The New Hampshire Judicial Branch has also reviewed the potential for an ODR service. According to Heather Scheiwe Kulp, Senior Circuit Court Administration, “At this time, the court’s in-person and synchronous remote ADR options promote more legally compliant and durable outcomes than available ODR solutions.” She further explains that the “court is currently engaged in many technology projects, including developing tools that could be used in an ODR platform. One such tool is a payment calculator, which will assist litigants in determining a viable payment plan for civil debts.”

Could the expansion of AI impact how disputes get resolved through these technology-based resolution programs? While AI is exciting, it will likely be used more as a tool to augment dispute resolution rather than a complete replacement of the human touch.

Mediators assist parties in reaching a resolution without the need for a trial. In this process, parties present facts and legal arguments and identify key evidence gained through discovery that supports their respective positions. With the ability to process large amounts of data quickly and ascertain patterns from the case law, AI may be used to identify potential solutions.

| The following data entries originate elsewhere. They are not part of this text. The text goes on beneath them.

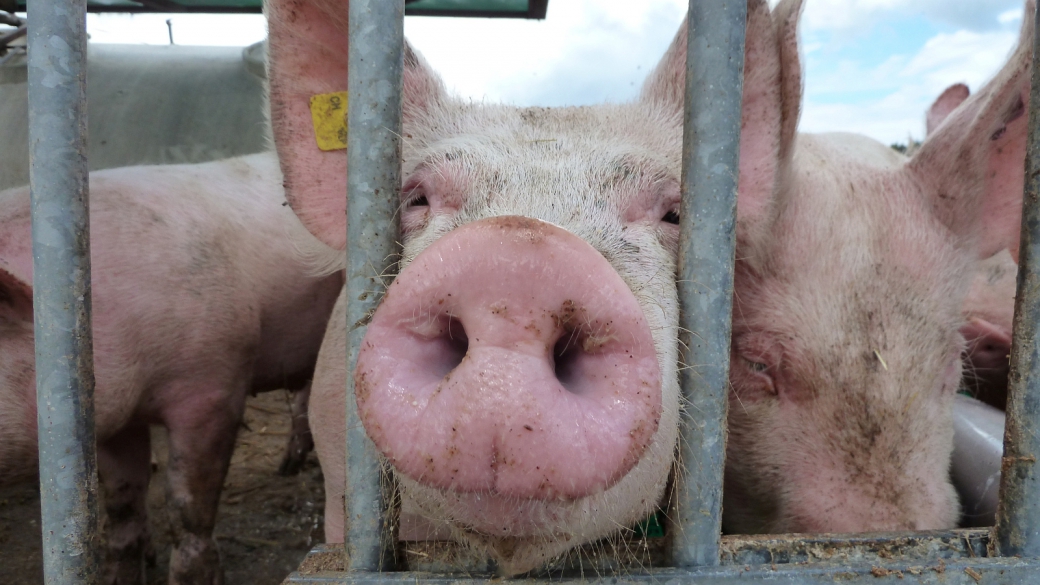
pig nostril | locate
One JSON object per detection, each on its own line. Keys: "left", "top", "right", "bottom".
{"left": 553, "top": 331, "right": 585, "bottom": 394}
{"left": 427, "top": 317, "right": 469, "bottom": 380}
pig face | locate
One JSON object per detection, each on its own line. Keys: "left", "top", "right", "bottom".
{"left": 360, "top": 81, "right": 685, "bottom": 562}
{"left": 718, "top": 0, "right": 1034, "bottom": 533}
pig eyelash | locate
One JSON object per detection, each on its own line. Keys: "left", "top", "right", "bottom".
{"left": 745, "top": 359, "right": 768, "bottom": 373}
{"left": 402, "top": 182, "right": 429, "bottom": 208}
{"left": 408, "top": 194, "right": 429, "bottom": 208}
{"left": 662, "top": 210, "right": 680, "bottom": 225}
{"left": 738, "top": 354, "right": 777, "bottom": 395}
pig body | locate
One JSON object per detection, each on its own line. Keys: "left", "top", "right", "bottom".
{"left": 0, "top": 152, "right": 343, "bottom": 585}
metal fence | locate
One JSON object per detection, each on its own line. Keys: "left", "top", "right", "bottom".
{"left": 26, "top": 0, "right": 1040, "bottom": 584}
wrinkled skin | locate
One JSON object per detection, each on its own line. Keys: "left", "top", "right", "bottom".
{"left": 720, "top": 0, "right": 1035, "bottom": 533}
{"left": 0, "top": 152, "right": 343, "bottom": 585}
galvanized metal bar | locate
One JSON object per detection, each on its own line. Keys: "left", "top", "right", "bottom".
{"left": 669, "top": 0, "right": 747, "bottom": 568}
{"left": 997, "top": 0, "right": 1040, "bottom": 558}
{"left": 345, "top": 0, "right": 404, "bottom": 573}
{"left": 286, "top": 554, "right": 1039, "bottom": 584}
{"left": 26, "top": 0, "right": 99, "bottom": 583}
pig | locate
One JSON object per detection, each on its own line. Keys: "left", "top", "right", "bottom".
{"left": 721, "top": 0, "right": 1034, "bottom": 533}
{"left": 926, "top": 84, "right": 1019, "bottom": 410}
{"left": 266, "top": 0, "right": 1033, "bottom": 575}
{"left": 0, "top": 152, "right": 343, "bottom": 585}
{"left": 266, "top": 0, "right": 700, "bottom": 573}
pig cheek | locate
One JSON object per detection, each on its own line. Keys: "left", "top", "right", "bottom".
{"left": 401, "top": 206, "right": 431, "bottom": 237}
{"left": 355, "top": 329, "right": 476, "bottom": 483}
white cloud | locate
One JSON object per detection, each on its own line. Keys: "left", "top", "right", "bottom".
{"left": 77, "top": 2, "right": 1028, "bottom": 149}
{"left": 799, "top": 28, "right": 1018, "bottom": 144}
{"left": 998, "top": 9, "right": 1023, "bottom": 24}
{"left": 404, "top": 0, "right": 686, "bottom": 106}
{"left": 801, "top": 0, "right": 1022, "bottom": 33}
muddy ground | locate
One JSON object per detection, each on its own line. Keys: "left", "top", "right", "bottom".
{"left": 0, "top": 390, "right": 326, "bottom": 584}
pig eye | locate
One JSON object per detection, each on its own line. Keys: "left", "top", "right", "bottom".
{"left": 746, "top": 360, "right": 768, "bottom": 373}
{"left": 662, "top": 210, "right": 680, "bottom": 225}
{"left": 406, "top": 191, "right": 429, "bottom": 208}
{"left": 401, "top": 178, "right": 429, "bottom": 209}
{"left": 740, "top": 357, "right": 777, "bottom": 395}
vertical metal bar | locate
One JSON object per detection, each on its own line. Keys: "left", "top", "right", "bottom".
{"left": 669, "top": 0, "right": 746, "bottom": 568}
{"left": 997, "top": 0, "right": 1040, "bottom": 558}
{"left": 26, "top": 0, "right": 99, "bottom": 583}
{"left": 345, "top": 0, "right": 404, "bottom": 573}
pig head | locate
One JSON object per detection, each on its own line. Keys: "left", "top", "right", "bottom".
{"left": 716, "top": 0, "right": 1035, "bottom": 533}
{"left": 264, "top": 0, "right": 712, "bottom": 573}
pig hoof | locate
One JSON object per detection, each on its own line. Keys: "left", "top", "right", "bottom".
{"left": 169, "top": 536, "right": 224, "bottom": 585}
{"left": 277, "top": 436, "right": 314, "bottom": 476}
{"left": 103, "top": 531, "right": 152, "bottom": 585}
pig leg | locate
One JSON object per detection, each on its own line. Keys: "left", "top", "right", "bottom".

But AI has its limitations. For example, the output is only as good as the data collected, the technology algorithm used, and the accuracy of the results. AI also lacks in the emotional intelligence and human element mediators bring to the process. Even British Columbia offers a human CRT as the last step at attempted resolution before the parties present their case for final resolution. Mediators can assess body language, provide the empathy and understanding that many people participating in the judicial system seek, and discern key needs and wants of the parties. Mediators can also adapt and consider outside-the-box solutions beyond the usual monetary terms of a settlement.

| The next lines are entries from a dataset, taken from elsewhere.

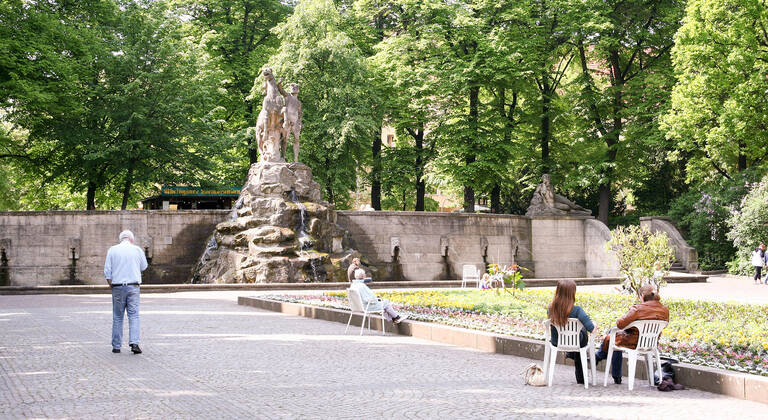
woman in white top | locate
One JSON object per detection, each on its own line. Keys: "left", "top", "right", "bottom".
{"left": 752, "top": 243, "right": 767, "bottom": 284}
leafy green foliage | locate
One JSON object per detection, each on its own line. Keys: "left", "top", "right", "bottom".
{"left": 0, "top": 1, "right": 230, "bottom": 209}
{"left": 668, "top": 171, "right": 760, "bottom": 270}
{"left": 264, "top": 0, "right": 379, "bottom": 208}
{"left": 727, "top": 174, "right": 768, "bottom": 275}
{"left": 606, "top": 225, "right": 676, "bottom": 297}
{"left": 662, "top": 0, "right": 768, "bottom": 181}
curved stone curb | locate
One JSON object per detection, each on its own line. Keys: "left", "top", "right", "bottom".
{"left": 237, "top": 296, "right": 768, "bottom": 405}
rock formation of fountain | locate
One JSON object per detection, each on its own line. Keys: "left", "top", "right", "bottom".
{"left": 192, "top": 161, "right": 359, "bottom": 283}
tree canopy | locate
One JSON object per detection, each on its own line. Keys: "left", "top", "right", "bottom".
{"left": 2, "top": 0, "right": 767, "bottom": 270}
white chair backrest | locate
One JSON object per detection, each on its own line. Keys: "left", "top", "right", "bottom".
{"left": 462, "top": 265, "right": 479, "bottom": 279}
{"left": 625, "top": 320, "right": 668, "bottom": 351}
{"left": 548, "top": 318, "right": 586, "bottom": 351}
{"left": 347, "top": 288, "right": 365, "bottom": 313}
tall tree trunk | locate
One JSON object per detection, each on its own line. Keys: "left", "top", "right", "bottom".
{"left": 371, "top": 127, "right": 382, "bottom": 210}
{"left": 121, "top": 162, "right": 135, "bottom": 210}
{"left": 540, "top": 74, "right": 551, "bottom": 174}
{"left": 463, "top": 86, "right": 479, "bottom": 213}
{"left": 86, "top": 181, "right": 97, "bottom": 211}
{"left": 738, "top": 140, "right": 747, "bottom": 171}
{"left": 324, "top": 156, "right": 334, "bottom": 205}
{"left": 246, "top": 102, "right": 259, "bottom": 165}
{"left": 414, "top": 123, "right": 425, "bottom": 211}
{"left": 599, "top": 49, "right": 624, "bottom": 225}
{"left": 490, "top": 184, "right": 501, "bottom": 213}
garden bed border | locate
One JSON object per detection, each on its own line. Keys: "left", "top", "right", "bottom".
{"left": 238, "top": 296, "right": 768, "bottom": 405}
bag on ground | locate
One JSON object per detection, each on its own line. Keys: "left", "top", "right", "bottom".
{"left": 522, "top": 363, "right": 547, "bottom": 387}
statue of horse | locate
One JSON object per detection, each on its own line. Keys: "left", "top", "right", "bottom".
{"left": 254, "top": 68, "right": 286, "bottom": 161}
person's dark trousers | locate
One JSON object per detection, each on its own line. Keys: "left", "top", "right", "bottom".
{"left": 755, "top": 266, "right": 763, "bottom": 282}
{"left": 566, "top": 352, "right": 586, "bottom": 383}
{"left": 595, "top": 349, "right": 623, "bottom": 379}
{"left": 563, "top": 332, "right": 590, "bottom": 383}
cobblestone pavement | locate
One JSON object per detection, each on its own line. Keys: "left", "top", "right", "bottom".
{"left": 1, "top": 292, "right": 766, "bottom": 419}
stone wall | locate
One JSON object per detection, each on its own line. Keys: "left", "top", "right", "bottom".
{"left": 338, "top": 211, "right": 538, "bottom": 281}
{"left": 0, "top": 210, "right": 229, "bottom": 286}
{"left": 584, "top": 219, "right": 620, "bottom": 277}
{"left": 0, "top": 209, "right": 631, "bottom": 285}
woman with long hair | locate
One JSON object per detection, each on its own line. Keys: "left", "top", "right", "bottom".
{"left": 548, "top": 279, "right": 598, "bottom": 384}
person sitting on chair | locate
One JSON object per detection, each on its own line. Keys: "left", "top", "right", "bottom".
{"left": 548, "top": 279, "right": 599, "bottom": 385}
{"left": 595, "top": 284, "right": 670, "bottom": 384}
{"left": 349, "top": 269, "right": 408, "bottom": 324}
{"left": 478, "top": 273, "right": 493, "bottom": 289}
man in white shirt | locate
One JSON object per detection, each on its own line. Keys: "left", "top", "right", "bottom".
{"left": 104, "top": 230, "right": 148, "bottom": 354}
{"left": 349, "top": 269, "right": 407, "bottom": 323}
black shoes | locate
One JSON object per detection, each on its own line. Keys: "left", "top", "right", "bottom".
{"left": 130, "top": 344, "right": 142, "bottom": 354}
{"left": 112, "top": 348, "right": 120, "bottom": 353}
{"left": 613, "top": 376, "right": 622, "bottom": 385}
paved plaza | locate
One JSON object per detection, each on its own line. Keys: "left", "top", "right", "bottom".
{"left": 578, "top": 275, "right": 768, "bottom": 304}
{"left": 1, "top": 291, "right": 767, "bottom": 419}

Certainly, any consideration of AI in ODR programs should include a careful review and understanding of the limitations and risks of this technology. Because AI builds on and learns from the data it uses, there may also be privacy and confidentiality concerns that arise from the disclosure of data by parties.

Online tools and AI techniques in the right type of cases may provide parties facing legal disputes with another way to reach resolution that is less costly and more convenient and efficient. But the human element may need to be a part of any ODR program given the limitations of AI. It will be interesting to see how this technology may work as a tool to augment how disputes are resolved. However AI is used, we can expect that over the coming years AI will open up new possibilities in this area of alternative dispute resolution.